The council has spent two years developing regulations to protect the delicate coral gardens of sea whips, fans and pens found on the steep rock walls deep underwater in the northwest Atlantic Ocean.

The proposed Outer Schoodic Ridge coral zone is a 31-square-mile area that lies about 25 nautical miles southeast of Mount Desert Island. The terrain there looks like an underwater slot canyon, with depths ranging from roughly 350 feet to more than 800 feet. In dives over the past four years, researchers found soft corals such as sea fans and red trees on the short, steep vertical rock faces there, sometimes in dense thickets known as coral gardens.

The proposed Mount Desert Rock coral zone is an 18-square-mile area southwest of Mount Desert Rock, a small island that lies about 20 nautical miles south of Mount Desert Island. Depths range from about 330 feet to more than 650 feet. Researchers have surveyed this area a half-dozen times since 2002, finding both low-density coral habitats and coral gardens on the high slopes, as well as sea pen beds.

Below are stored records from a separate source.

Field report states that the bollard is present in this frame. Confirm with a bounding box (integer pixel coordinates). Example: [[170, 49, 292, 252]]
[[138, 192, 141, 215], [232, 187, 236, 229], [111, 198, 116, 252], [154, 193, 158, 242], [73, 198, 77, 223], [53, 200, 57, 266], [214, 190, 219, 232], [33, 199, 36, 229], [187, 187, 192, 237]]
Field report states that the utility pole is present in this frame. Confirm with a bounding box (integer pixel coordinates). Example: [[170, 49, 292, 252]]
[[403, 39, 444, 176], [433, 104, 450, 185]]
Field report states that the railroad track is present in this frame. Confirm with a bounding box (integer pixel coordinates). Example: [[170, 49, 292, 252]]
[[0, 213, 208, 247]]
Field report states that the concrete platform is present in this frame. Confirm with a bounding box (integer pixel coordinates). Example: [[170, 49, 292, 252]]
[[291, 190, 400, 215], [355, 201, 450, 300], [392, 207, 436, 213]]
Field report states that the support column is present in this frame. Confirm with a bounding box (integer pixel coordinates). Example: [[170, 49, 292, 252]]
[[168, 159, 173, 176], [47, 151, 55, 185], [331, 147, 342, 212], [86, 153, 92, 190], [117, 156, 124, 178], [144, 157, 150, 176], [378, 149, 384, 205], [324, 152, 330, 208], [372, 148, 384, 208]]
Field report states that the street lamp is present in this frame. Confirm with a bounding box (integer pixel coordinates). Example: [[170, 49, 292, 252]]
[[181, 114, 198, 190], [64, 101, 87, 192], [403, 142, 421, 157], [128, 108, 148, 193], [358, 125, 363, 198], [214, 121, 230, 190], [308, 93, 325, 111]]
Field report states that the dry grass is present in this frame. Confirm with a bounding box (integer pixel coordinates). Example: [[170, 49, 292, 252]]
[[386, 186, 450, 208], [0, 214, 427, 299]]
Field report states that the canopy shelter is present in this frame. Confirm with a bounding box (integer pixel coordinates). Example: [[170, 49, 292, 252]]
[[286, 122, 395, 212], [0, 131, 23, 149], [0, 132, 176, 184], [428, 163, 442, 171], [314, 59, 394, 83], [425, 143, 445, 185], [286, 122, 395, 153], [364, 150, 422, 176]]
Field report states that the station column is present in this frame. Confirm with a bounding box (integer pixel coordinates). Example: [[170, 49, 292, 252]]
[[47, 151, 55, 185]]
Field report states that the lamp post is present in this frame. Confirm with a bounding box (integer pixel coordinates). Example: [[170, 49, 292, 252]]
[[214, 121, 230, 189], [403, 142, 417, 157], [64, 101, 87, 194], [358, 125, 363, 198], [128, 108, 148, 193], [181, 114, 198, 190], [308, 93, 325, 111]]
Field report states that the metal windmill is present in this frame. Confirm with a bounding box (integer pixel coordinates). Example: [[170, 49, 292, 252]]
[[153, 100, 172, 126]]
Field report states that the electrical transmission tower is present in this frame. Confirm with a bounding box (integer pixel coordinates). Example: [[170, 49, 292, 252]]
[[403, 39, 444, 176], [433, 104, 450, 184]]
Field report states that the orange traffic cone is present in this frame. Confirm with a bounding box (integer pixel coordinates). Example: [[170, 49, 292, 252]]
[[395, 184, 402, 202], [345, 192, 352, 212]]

Researchers also have found evidence that fishing has damaged these coral habitats. Scarring has been found on the ocean bottom from trawler boats that drag their nets along the basins, denuding the bottom of most plant life. And lobster pots can get in the rocky crevices where coral gardens now thrive, crushing the coral or dislodging it from the rock.


These cold-water coral habitats are largely unexplored, but are believed to be increasingly rare, suffering from centuries of damage from fishing gear. They provide shelter, food and refuge to fish such as cod, silver hake and pollock.

But these zones are also home to lobster, one of the nation’s most lucrative fisheries.

The state Department of Marine Resources believes more than 100 lobster boats launch from at least 15 ports in Down East Maine to fish in the 49 square miles of ocean that make up the Mount Desert Rock and Outer Schoodic Ridge coral zones. The state’s overall lobster fleet includes about 6,000 commercial licenses.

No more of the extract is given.